[PATCH v3 13/19] KVM: arm64: Add support KVM_SYSTEM_EVENT_SUSPEND to PSCI SYSTEM_SUSPEND

Thu Feb 24 12:05:59 PST 2022

On Thu, Feb 24, 2022 at 03:40:15PM +0000, Marc Zyngier wrote:
> On Wed, 23 Feb 2022 04:18:38 +0000,
> Oliver Upton <oupton at google.com> wrote:
> > 
> > Add a new system event type, KVM_SYSTEM_EVENT_SUSPEND, which indicates
> > to userspace that the guest has requested the VM be suspended. Userspace
> > can decide whether or not it wants to honor the guest's request by
> > changing the MP state of the vCPU. If it does not, userspace is
> > responsible for configuring the vCPU to return an error to the guest.

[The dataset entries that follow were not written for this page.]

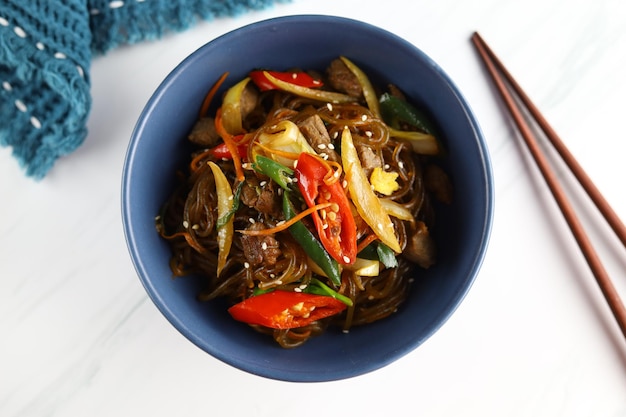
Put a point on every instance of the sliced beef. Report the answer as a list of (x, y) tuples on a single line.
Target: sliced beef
[(315, 132), (342, 79), (260, 249), (262, 196)]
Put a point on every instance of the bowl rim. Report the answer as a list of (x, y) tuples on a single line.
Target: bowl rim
[(252, 368)]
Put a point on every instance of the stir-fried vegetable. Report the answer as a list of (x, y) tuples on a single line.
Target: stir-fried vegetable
[(231, 108), (363, 197), (335, 225), (368, 90), (396, 111), (313, 247), (285, 309), (320, 95), (299, 78), (283, 138), (319, 184), (224, 206)]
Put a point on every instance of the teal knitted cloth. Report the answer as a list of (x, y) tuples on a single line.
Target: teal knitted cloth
[(46, 48)]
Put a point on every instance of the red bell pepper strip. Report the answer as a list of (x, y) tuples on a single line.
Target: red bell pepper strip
[(222, 151), (301, 79), (335, 226), (285, 309)]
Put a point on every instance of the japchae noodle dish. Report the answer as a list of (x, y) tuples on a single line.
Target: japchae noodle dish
[(307, 199)]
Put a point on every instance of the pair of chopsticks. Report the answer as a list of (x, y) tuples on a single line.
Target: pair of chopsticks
[(505, 83)]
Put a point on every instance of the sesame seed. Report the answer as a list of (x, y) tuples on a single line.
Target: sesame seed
[(20, 105), (35, 122), (19, 32)]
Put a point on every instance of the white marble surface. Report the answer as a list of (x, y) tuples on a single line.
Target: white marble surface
[(79, 337)]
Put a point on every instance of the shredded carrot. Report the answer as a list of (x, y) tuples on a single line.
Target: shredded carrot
[(287, 223), (230, 144), (368, 239), (209, 97)]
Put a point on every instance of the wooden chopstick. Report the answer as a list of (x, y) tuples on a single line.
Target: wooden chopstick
[(497, 71)]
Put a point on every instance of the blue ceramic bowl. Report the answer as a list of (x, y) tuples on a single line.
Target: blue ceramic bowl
[(158, 147)]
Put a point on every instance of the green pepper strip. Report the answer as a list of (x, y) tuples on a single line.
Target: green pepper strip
[(311, 245), (381, 252), (396, 109), (282, 175), (318, 287), (236, 198)]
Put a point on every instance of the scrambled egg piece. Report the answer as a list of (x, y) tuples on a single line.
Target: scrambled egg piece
[(384, 182)]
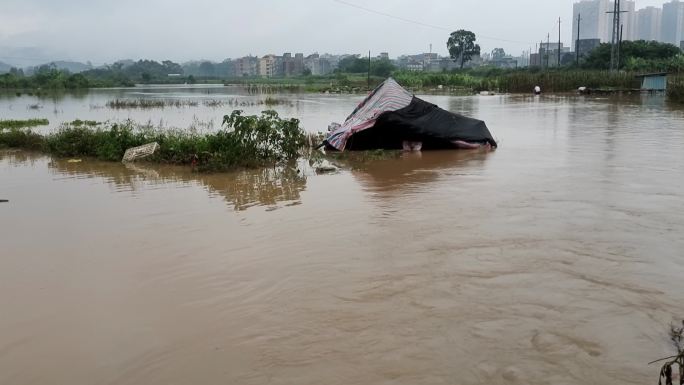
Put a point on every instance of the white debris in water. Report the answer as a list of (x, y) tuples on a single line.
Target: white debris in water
[(140, 152)]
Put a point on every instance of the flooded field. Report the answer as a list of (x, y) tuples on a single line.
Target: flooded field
[(555, 259)]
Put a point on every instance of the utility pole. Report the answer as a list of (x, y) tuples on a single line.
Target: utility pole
[(548, 44), (579, 23), (559, 43), (368, 70), (619, 47), (614, 52)]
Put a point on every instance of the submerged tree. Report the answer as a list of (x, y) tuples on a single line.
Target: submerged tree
[(462, 47)]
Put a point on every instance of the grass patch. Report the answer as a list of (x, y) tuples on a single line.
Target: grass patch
[(243, 142), (21, 138), (8, 124)]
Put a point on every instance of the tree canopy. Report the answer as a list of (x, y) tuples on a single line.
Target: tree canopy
[(356, 64), (462, 47)]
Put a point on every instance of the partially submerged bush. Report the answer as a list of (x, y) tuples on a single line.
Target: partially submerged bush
[(666, 371), (23, 123), (20, 138), (675, 89), (246, 141), (267, 136)]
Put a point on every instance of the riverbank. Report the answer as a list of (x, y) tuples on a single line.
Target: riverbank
[(243, 142)]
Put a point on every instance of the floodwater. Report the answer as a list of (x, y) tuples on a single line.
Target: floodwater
[(555, 259)]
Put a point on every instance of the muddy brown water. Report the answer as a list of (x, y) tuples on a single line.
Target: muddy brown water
[(555, 259)]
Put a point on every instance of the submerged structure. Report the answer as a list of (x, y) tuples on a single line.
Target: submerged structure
[(393, 118)]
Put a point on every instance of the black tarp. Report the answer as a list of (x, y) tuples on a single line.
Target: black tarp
[(424, 122)]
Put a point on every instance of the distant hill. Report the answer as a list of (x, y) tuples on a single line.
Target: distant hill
[(71, 66), (4, 67)]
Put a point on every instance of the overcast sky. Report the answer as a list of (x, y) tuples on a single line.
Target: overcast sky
[(104, 31)]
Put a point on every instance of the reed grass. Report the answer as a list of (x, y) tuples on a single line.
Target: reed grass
[(244, 141), (23, 123)]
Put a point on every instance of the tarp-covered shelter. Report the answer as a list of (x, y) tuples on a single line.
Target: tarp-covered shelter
[(391, 116)]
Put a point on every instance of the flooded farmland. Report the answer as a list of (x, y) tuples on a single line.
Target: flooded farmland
[(555, 259)]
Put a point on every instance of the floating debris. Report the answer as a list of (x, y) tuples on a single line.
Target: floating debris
[(140, 152)]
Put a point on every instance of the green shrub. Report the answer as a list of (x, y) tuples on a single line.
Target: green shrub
[(23, 123), (21, 138)]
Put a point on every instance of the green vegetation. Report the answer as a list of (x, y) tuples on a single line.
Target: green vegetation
[(246, 141), (119, 104), (358, 65), (48, 78), (566, 80), (645, 56), (462, 47), (21, 138), (23, 123), (677, 339)]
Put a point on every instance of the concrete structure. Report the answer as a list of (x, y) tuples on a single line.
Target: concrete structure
[(299, 63), (627, 19), (649, 23), (246, 66), (535, 60), (672, 30), (594, 23), (597, 23), (552, 50), (654, 82), (267, 66), (585, 46)]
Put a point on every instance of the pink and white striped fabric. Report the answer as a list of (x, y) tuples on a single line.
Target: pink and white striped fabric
[(388, 96)]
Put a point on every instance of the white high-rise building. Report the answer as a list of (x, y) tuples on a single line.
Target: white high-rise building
[(672, 30), (627, 19), (649, 23), (597, 23), (593, 20)]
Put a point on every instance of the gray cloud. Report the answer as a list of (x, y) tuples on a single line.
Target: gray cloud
[(104, 31)]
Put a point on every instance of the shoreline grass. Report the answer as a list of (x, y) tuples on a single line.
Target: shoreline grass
[(122, 104), (9, 124), (244, 142)]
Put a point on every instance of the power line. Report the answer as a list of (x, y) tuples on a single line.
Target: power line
[(420, 22)]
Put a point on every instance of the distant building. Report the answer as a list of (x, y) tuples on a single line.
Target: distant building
[(549, 54), (593, 24), (597, 23), (649, 24), (299, 64), (535, 60), (628, 19), (672, 30), (317, 65), (267, 66), (505, 62), (584, 46)]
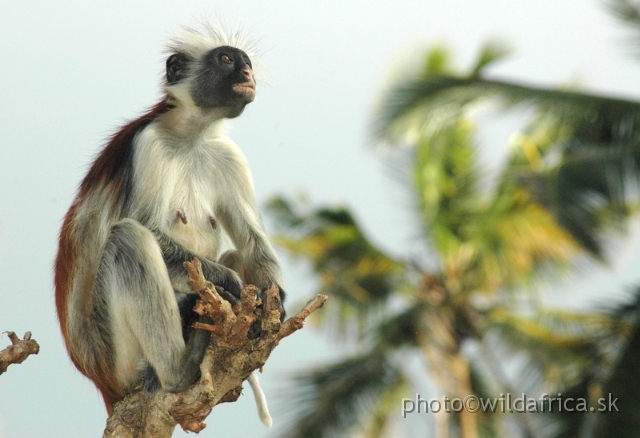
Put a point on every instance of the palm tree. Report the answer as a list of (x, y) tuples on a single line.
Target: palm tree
[(566, 180)]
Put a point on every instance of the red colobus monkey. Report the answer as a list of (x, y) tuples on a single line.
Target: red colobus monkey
[(164, 190)]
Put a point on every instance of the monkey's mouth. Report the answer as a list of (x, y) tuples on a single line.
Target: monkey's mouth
[(246, 89)]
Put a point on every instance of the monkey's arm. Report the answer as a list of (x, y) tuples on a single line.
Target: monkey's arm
[(241, 220), (175, 255)]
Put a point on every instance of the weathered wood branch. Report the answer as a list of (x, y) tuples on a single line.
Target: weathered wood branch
[(229, 360), (18, 351)]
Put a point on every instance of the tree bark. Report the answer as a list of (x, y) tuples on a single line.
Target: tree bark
[(229, 360), (18, 351)]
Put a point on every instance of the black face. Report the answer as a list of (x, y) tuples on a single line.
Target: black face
[(224, 78)]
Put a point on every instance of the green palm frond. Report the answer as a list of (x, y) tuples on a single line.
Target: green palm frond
[(357, 275), (560, 347), (386, 409), (443, 97), (327, 402), (578, 158)]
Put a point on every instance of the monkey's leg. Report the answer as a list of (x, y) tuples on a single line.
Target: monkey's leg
[(144, 317)]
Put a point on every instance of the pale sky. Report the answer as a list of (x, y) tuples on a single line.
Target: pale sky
[(73, 71)]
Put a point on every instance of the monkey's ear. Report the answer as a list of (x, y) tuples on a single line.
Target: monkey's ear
[(176, 68)]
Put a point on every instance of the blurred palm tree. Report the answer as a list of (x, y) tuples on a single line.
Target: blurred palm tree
[(568, 178)]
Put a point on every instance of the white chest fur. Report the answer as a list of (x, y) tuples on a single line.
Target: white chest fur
[(179, 186)]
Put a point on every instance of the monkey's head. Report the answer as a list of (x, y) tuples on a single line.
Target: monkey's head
[(213, 73)]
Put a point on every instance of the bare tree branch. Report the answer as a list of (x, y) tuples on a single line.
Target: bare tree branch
[(18, 351), (229, 360)]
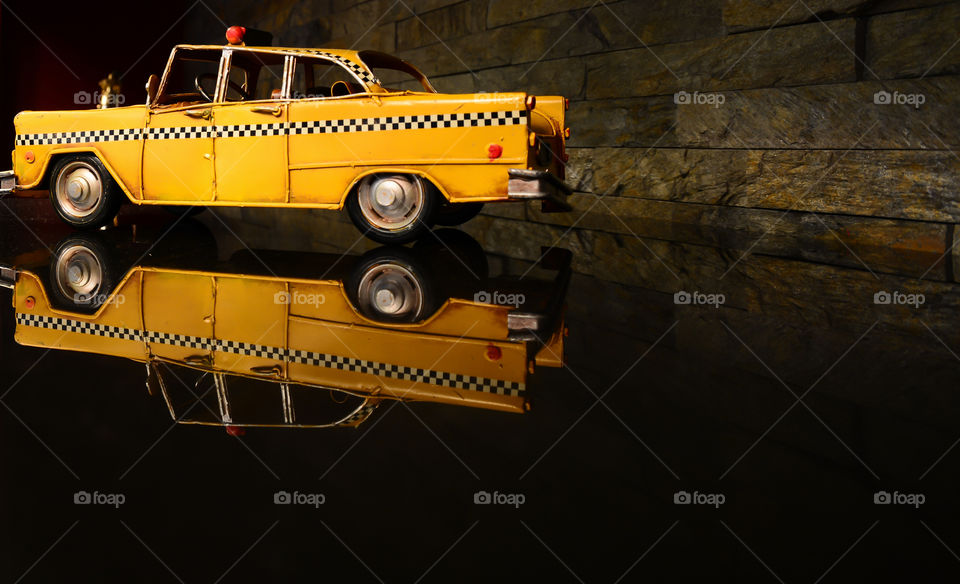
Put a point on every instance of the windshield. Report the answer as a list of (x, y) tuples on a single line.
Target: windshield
[(395, 74), (187, 67)]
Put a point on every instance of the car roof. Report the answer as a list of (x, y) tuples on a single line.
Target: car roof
[(342, 53)]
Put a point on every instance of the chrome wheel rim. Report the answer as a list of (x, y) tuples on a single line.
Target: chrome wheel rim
[(79, 274), (390, 290), (391, 202), (79, 189)]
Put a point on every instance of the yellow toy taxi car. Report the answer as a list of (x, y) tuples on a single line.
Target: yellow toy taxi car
[(231, 344), (245, 126)]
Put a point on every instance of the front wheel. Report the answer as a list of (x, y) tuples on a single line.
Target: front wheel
[(391, 208), (83, 192)]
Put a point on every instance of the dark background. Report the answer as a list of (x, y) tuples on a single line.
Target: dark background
[(798, 199)]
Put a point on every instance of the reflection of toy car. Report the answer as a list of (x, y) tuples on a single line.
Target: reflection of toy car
[(284, 127), (387, 327)]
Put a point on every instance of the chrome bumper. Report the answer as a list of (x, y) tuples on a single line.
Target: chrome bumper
[(532, 185), (8, 182)]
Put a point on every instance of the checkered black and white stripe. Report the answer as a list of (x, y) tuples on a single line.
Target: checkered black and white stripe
[(384, 124), (414, 374), (79, 137)]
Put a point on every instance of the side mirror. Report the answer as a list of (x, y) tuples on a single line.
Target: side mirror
[(153, 85)]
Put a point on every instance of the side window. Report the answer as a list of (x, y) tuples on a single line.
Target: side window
[(191, 394), (314, 77)]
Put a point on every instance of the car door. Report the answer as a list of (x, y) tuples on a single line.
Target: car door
[(178, 149), (324, 151), (250, 146), (251, 326), (178, 315)]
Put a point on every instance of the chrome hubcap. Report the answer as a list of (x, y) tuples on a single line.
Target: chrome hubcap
[(391, 202), (79, 273), (78, 188), (392, 290)]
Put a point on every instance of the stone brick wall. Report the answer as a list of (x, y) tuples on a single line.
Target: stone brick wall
[(789, 120)]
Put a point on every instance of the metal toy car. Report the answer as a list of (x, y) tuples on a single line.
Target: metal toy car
[(228, 344), (309, 128)]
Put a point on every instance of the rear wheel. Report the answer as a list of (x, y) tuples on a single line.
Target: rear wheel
[(391, 285), (391, 208), (81, 274), (83, 192)]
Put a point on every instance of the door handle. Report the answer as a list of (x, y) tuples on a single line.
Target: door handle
[(265, 109), (198, 359), (203, 114), (275, 370)]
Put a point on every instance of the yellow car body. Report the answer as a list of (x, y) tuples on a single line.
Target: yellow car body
[(233, 325), (306, 151)]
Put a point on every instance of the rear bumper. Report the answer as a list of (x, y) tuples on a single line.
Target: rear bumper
[(538, 185), (8, 182)]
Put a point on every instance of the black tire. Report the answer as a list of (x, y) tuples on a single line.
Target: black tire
[(82, 273), (83, 193), (409, 227), (452, 214), (417, 298)]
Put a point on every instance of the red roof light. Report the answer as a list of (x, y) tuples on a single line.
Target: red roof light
[(235, 35)]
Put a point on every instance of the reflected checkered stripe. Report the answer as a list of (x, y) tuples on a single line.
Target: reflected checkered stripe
[(441, 378), (390, 123)]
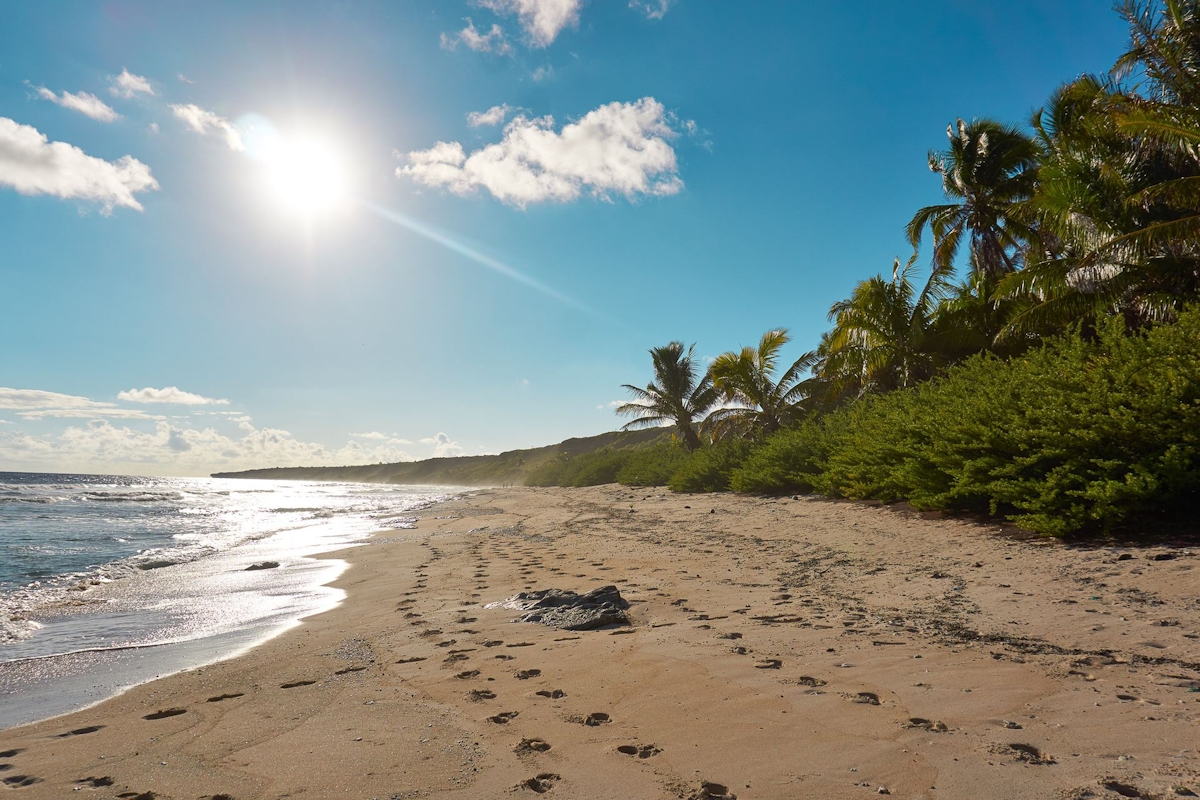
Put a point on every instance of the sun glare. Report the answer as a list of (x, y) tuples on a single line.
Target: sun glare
[(306, 176)]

> > Document these expectations in the KVM API documentation.
> > 
> > To preserve ABI, this new exit requires explicit opt-in from userspace.
> > Add KVM_CAP_ARM_SYSTEM_SUSPEND which grants userspace the ability to
> > opt-in to these exits on a per-VM basis.
> > 
> > Signed-off-by: Oliver Upton <oupton at google.com>
> > ---
> >  Documentation/virt/kvm/api.rst    | 39 +++++++++++++++++++++++++++++++
> >  arch/arm64/include/asm/kvm_host.h |  3 +++
> >  arch/arm64/kvm/arm.c              |  5 ++++
> >  arch/arm64/kvm/psci.c             |  5 ++++
> >  include/uapi/linux/kvm.h          |  2 ++
> >  5 files changed, 54 insertions(+)
> > 
> > diff --git a/Documentation/virt/kvm/api.rst b/Documentation/virt/kvm/api.rst
> > index 2b4bdbc2dcc0..1e207bbc01f5 100644
> > --- a/Documentation/virt/kvm/api.rst
> > +++ b/Documentation/virt/kvm/api.rst
> > @@ -5930,6 +5930,7 @@ should put the acknowledged interrupt vector into the 'epr' field.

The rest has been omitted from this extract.